To some, that may sound like a lot of time to spend in one place, but not me. Going from camper to counselor has meant summer after summer playing ultimate Frisbee, riding in truck beds full of water (“redneck hot tubs”), floating the Frio, singing, acting in skits, dancing, and competing in Laity’s rodeo—which includes pie eating, pig wrestling, and calf riding. But that’s not the only thing that’s kept me coming back. It’s also the camp’s traditions, the nightly talks, the morning Bible study—the experience of God in the Hill Country.

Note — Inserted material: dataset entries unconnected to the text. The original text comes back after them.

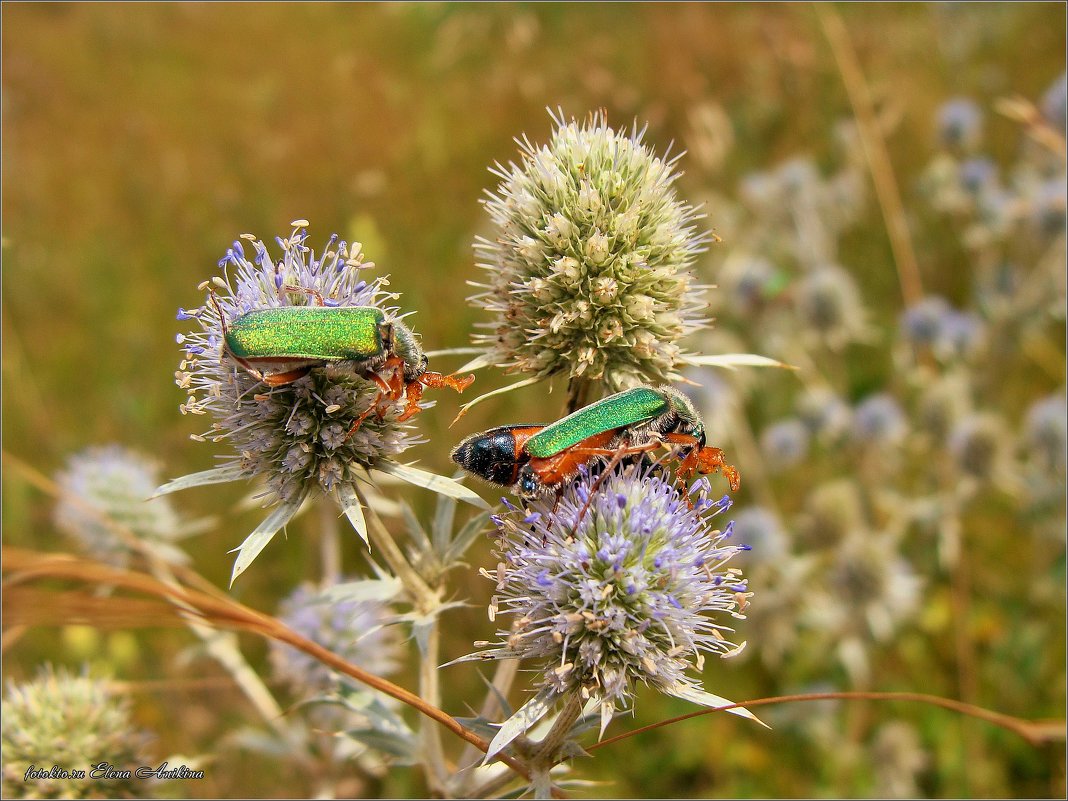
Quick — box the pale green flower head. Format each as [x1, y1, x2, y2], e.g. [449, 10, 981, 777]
[0, 665, 150, 798]
[470, 111, 711, 391]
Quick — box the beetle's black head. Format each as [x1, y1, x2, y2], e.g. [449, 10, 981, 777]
[452, 426, 529, 487]
[393, 320, 429, 383]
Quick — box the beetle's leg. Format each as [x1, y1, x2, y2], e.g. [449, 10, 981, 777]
[664, 434, 741, 492]
[342, 403, 378, 443]
[409, 371, 474, 392]
[282, 284, 327, 305]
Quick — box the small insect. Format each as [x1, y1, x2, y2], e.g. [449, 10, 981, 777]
[452, 387, 739, 498]
[211, 286, 474, 436]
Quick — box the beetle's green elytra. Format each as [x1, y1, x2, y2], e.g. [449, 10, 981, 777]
[225, 305, 388, 361]
[525, 387, 672, 459]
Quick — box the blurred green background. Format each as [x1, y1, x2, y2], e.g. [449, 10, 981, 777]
[2, 3, 1065, 798]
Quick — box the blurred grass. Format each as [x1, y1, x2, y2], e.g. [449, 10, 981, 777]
[2, 3, 1065, 797]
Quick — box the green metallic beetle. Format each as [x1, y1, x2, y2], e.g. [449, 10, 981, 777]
[211, 286, 474, 434]
[452, 387, 739, 498]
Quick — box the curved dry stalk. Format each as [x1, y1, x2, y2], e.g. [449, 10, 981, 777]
[2, 547, 565, 798]
[585, 692, 1068, 751]
[3, 451, 287, 738]
[814, 3, 924, 305]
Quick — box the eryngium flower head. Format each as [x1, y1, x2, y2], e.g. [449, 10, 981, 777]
[0, 665, 148, 798]
[469, 466, 751, 724]
[471, 112, 709, 390]
[270, 584, 401, 694]
[175, 220, 417, 502]
[56, 445, 188, 567]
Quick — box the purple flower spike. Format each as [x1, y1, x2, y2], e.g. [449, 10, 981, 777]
[474, 465, 748, 720]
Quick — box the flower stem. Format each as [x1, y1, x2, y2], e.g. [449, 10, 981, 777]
[457, 659, 519, 796]
[530, 692, 582, 771]
[419, 618, 449, 797]
[564, 378, 594, 414]
[318, 496, 341, 586]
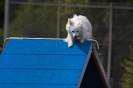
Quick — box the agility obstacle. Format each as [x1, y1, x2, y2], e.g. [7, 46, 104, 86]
[0, 38, 111, 88]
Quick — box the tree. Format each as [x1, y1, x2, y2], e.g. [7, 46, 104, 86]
[121, 46, 133, 88]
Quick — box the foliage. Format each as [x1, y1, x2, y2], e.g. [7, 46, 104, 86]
[122, 46, 133, 88]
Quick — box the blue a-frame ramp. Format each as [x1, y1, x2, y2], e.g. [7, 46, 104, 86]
[0, 38, 110, 88]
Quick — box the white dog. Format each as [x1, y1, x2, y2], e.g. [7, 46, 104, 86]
[64, 15, 92, 47]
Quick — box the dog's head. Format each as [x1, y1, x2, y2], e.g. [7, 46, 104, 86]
[68, 19, 82, 40]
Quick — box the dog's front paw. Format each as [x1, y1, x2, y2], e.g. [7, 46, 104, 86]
[68, 42, 73, 47]
[80, 39, 84, 43]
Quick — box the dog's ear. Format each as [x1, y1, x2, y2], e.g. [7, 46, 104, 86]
[68, 18, 74, 25]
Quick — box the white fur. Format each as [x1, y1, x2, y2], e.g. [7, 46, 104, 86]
[64, 15, 92, 47]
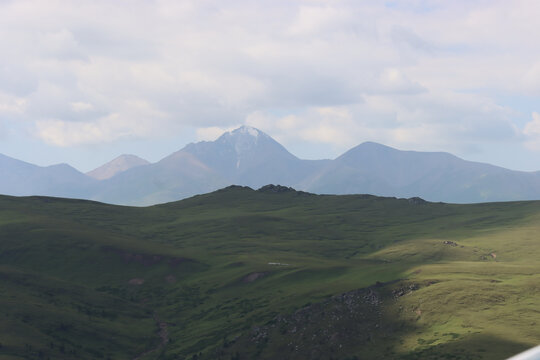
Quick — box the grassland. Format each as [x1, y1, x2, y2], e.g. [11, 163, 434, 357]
[0, 187, 540, 360]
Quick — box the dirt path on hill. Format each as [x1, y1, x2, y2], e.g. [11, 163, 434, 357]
[133, 314, 169, 360]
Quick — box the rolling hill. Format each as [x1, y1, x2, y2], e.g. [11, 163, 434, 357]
[0, 187, 540, 359]
[0, 126, 540, 206]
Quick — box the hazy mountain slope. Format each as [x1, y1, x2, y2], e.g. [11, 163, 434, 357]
[0, 126, 540, 205]
[302, 142, 540, 202]
[0, 190, 540, 360]
[184, 126, 326, 188]
[92, 151, 228, 205]
[86, 155, 150, 180]
[0, 154, 96, 198]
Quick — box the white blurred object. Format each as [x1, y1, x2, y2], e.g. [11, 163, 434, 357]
[508, 346, 540, 360]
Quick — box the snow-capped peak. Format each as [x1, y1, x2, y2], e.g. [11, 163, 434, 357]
[229, 125, 260, 138]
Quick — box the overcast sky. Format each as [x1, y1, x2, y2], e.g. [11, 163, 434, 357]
[0, 0, 540, 171]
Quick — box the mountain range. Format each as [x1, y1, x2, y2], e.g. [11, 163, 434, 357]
[0, 126, 540, 205]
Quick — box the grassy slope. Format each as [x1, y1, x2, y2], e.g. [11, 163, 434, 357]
[0, 188, 540, 359]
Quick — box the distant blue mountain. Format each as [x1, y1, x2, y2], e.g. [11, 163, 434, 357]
[0, 126, 540, 205]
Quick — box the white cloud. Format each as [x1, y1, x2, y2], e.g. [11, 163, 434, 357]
[523, 112, 540, 151]
[0, 0, 540, 162]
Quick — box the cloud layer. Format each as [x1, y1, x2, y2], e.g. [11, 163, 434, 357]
[0, 0, 540, 165]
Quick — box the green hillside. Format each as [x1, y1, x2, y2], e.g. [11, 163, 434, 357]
[0, 187, 540, 360]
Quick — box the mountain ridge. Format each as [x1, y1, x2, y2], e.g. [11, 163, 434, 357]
[0, 126, 540, 206]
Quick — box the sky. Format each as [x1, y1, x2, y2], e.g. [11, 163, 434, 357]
[0, 0, 540, 171]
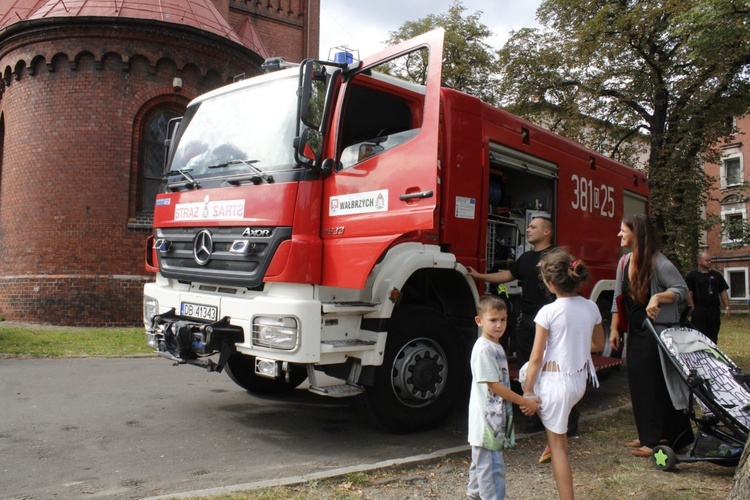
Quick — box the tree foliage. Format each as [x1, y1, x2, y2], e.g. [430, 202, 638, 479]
[386, 0, 498, 104]
[498, 0, 750, 270]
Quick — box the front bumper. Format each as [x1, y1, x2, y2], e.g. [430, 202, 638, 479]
[146, 309, 244, 372]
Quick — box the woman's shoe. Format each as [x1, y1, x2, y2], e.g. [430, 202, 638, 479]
[630, 446, 654, 458]
[539, 445, 552, 464]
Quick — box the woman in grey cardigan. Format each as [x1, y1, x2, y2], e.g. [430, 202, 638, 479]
[609, 214, 693, 457]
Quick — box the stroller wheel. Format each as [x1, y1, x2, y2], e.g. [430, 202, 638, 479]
[651, 445, 677, 471]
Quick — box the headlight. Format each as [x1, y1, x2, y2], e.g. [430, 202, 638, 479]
[253, 316, 299, 351]
[143, 296, 159, 330]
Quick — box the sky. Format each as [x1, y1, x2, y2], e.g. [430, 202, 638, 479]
[318, 0, 542, 59]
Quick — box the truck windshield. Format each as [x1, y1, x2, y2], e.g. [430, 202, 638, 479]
[170, 74, 298, 179]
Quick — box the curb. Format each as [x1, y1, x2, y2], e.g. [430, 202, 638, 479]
[144, 403, 632, 500]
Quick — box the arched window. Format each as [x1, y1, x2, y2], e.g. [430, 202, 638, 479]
[128, 102, 187, 229]
[138, 110, 179, 216]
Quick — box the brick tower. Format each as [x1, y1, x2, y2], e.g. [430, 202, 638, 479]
[0, 0, 319, 326]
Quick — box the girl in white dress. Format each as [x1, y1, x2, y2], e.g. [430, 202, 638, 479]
[524, 248, 604, 499]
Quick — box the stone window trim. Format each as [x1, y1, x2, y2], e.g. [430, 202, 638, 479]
[723, 266, 750, 302]
[721, 198, 748, 246]
[720, 144, 745, 189]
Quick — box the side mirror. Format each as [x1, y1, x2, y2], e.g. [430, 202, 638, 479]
[294, 128, 323, 168]
[164, 116, 182, 172]
[299, 60, 328, 130]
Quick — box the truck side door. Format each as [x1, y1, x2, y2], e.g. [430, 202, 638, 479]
[322, 29, 444, 288]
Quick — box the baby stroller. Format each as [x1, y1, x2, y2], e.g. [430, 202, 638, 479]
[644, 319, 750, 471]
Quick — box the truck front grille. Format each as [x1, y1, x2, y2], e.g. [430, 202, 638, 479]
[156, 227, 292, 288]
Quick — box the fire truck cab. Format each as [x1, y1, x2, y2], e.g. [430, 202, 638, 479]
[144, 30, 648, 432]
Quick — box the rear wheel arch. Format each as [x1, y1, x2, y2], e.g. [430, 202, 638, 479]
[359, 269, 477, 432]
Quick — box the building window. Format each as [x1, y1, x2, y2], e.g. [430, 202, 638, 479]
[138, 111, 179, 216]
[721, 194, 750, 247]
[721, 156, 742, 188]
[724, 267, 748, 301]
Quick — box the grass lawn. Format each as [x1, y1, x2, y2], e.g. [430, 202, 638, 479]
[0, 322, 152, 357]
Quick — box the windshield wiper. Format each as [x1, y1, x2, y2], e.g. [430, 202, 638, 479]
[208, 159, 273, 185]
[164, 168, 201, 189]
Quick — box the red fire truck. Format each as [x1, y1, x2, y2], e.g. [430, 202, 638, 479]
[144, 30, 648, 431]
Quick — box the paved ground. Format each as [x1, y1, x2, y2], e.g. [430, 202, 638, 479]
[0, 358, 626, 498]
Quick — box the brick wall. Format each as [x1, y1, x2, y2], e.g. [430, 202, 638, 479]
[0, 19, 270, 326]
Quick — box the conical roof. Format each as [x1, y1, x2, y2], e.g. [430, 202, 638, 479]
[0, 0, 247, 48]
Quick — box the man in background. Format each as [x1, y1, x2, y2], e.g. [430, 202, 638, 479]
[685, 252, 732, 343]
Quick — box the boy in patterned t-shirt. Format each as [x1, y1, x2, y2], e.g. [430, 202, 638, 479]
[466, 295, 539, 500]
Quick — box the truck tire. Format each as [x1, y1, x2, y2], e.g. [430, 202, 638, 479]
[358, 306, 470, 433]
[226, 353, 307, 394]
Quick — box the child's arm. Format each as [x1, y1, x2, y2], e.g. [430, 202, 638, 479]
[523, 323, 549, 397]
[591, 323, 604, 352]
[487, 382, 539, 415]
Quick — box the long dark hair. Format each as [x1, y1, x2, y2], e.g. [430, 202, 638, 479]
[622, 214, 661, 304]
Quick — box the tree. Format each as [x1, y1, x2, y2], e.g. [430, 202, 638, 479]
[498, 0, 750, 270]
[386, 0, 498, 104]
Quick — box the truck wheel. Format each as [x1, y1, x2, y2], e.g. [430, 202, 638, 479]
[226, 354, 307, 394]
[359, 306, 470, 433]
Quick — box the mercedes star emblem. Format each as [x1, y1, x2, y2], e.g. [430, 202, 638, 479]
[193, 229, 214, 266]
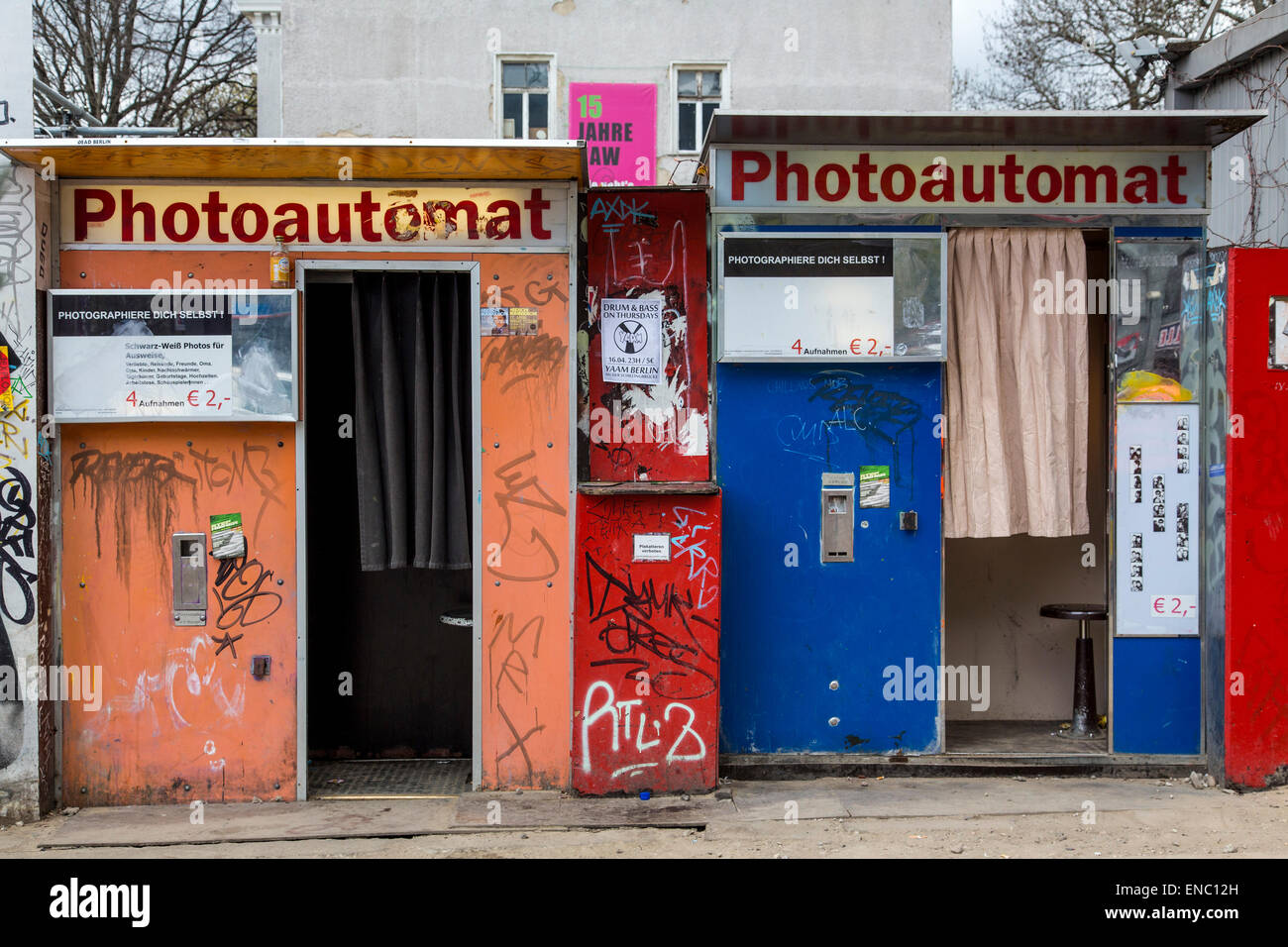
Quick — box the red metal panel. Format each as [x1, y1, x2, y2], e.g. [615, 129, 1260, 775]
[572, 493, 720, 795]
[1225, 249, 1288, 786]
[583, 188, 711, 480]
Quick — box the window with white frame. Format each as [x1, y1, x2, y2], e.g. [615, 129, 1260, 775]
[673, 65, 729, 152]
[499, 56, 553, 139]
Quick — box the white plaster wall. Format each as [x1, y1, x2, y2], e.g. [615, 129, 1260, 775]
[282, 0, 952, 183]
[0, 158, 39, 819]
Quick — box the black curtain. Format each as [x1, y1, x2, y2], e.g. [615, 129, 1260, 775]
[352, 273, 472, 571]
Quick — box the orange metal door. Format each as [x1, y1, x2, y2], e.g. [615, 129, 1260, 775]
[59, 423, 297, 805]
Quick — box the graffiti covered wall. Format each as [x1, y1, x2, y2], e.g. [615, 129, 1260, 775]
[60, 423, 297, 805]
[572, 493, 720, 795]
[579, 188, 711, 480]
[480, 254, 572, 788]
[0, 166, 39, 819]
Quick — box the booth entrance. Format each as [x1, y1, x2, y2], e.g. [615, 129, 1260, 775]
[943, 230, 1113, 758]
[300, 261, 478, 798]
[703, 112, 1254, 767]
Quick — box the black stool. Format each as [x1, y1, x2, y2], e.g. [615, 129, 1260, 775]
[1038, 603, 1109, 738]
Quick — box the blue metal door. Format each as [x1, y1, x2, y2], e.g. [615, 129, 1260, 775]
[716, 362, 943, 754]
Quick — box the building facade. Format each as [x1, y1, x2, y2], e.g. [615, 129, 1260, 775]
[240, 0, 952, 184]
[1167, 4, 1288, 248]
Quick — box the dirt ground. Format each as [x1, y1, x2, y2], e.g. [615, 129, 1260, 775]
[0, 779, 1288, 858]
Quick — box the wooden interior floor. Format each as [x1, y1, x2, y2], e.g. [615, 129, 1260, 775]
[944, 720, 1109, 756]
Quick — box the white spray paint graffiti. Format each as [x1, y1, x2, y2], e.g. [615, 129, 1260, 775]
[84, 635, 246, 755]
[581, 681, 707, 780]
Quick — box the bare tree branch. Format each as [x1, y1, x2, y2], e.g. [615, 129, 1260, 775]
[33, 0, 255, 137]
[953, 0, 1272, 110]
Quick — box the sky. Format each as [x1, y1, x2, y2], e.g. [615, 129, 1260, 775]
[953, 0, 1006, 69]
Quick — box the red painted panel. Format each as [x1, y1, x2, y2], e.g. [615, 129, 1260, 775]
[572, 494, 720, 795]
[1225, 249, 1288, 786]
[583, 188, 711, 480]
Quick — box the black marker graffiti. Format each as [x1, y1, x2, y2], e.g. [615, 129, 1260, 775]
[587, 553, 716, 699]
[215, 556, 282, 633]
[488, 451, 568, 582]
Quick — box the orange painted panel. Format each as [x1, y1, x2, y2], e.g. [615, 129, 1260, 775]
[476, 254, 572, 788]
[59, 423, 297, 805]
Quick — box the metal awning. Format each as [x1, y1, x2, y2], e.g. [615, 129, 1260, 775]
[702, 110, 1267, 155]
[0, 138, 587, 187]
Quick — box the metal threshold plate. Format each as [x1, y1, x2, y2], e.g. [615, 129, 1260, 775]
[309, 759, 471, 798]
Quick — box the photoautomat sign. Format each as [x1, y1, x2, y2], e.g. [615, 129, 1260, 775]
[720, 236, 897, 361]
[712, 149, 1207, 213]
[60, 183, 568, 249]
[599, 299, 662, 385]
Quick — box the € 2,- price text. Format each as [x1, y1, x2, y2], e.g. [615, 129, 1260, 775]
[1150, 595, 1199, 618]
[125, 388, 232, 411]
[793, 339, 894, 356]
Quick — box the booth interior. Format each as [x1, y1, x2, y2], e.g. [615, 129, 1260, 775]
[303, 270, 474, 797]
[943, 230, 1115, 755]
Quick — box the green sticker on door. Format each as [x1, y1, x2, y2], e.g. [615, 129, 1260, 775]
[210, 513, 246, 559]
[859, 466, 890, 510]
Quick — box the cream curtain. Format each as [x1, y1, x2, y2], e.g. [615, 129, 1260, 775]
[944, 228, 1089, 537]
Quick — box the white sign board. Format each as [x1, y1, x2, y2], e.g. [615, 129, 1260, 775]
[720, 237, 896, 362]
[1115, 403, 1202, 635]
[599, 299, 662, 385]
[0, 0, 35, 138]
[631, 532, 671, 562]
[1270, 296, 1288, 368]
[51, 290, 296, 421]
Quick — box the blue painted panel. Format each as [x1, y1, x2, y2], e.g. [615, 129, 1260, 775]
[716, 364, 943, 753]
[1113, 638, 1203, 754]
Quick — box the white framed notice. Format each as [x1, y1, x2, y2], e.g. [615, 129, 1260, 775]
[1115, 402, 1203, 637]
[716, 231, 947, 362]
[49, 288, 297, 421]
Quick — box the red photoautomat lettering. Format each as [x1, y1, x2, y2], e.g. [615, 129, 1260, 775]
[385, 201, 420, 241]
[121, 187, 158, 244]
[774, 151, 808, 204]
[353, 191, 381, 244]
[161, 201, 201, 244]
[1163, 155, 1188, 204]
[201, 191, 228, 244]
[72, 187, 116, 241]
[729, 151, 769, 201]
[520, 187, 550, 240]
[233, 204, 268, 244]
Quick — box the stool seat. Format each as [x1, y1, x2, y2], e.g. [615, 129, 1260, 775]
[1038, 601, 1109, 621]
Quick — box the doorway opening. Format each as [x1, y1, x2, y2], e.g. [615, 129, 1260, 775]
[303, 264, 478, 798]
[943, 231, 1115, 756]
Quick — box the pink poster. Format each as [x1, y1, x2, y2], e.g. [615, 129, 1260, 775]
[568, 82, 657, 185]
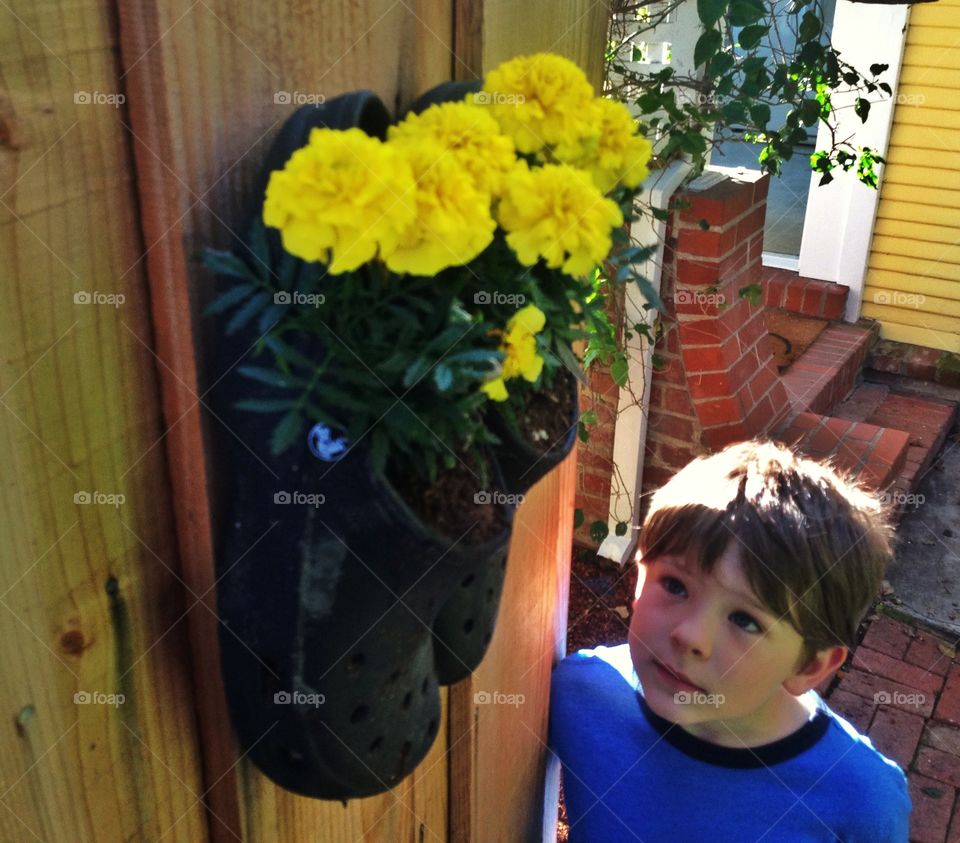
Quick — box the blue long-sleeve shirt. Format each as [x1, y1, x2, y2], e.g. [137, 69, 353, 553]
[550, 644, 911, 843]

As a counselor, you aren’t that much older than your campers. Still, you’re in charge now, and with the title of counselor comes the responsibility to be a role model. I admired my own counselors growing up; whatever they did, I also wanted to do. And then one day I was the person 15 girls wanted to be like. Needless to say, I was taken aback. Suddenly, everything about me—my words, my thoughts, my likes and dislikes—mattered. Now it was my turn to make all the disparate personalities—shy, confident, somewhere in between—feel comfortable, my turn to become a good listener.
As fun as being a camper was, being a counselor is still more so. Full disclosure: coming back as staff has provided a perfect excuse for me to revisit my youth under that incredible Texas sky. But with each succeeding summer, I become more of a leader too.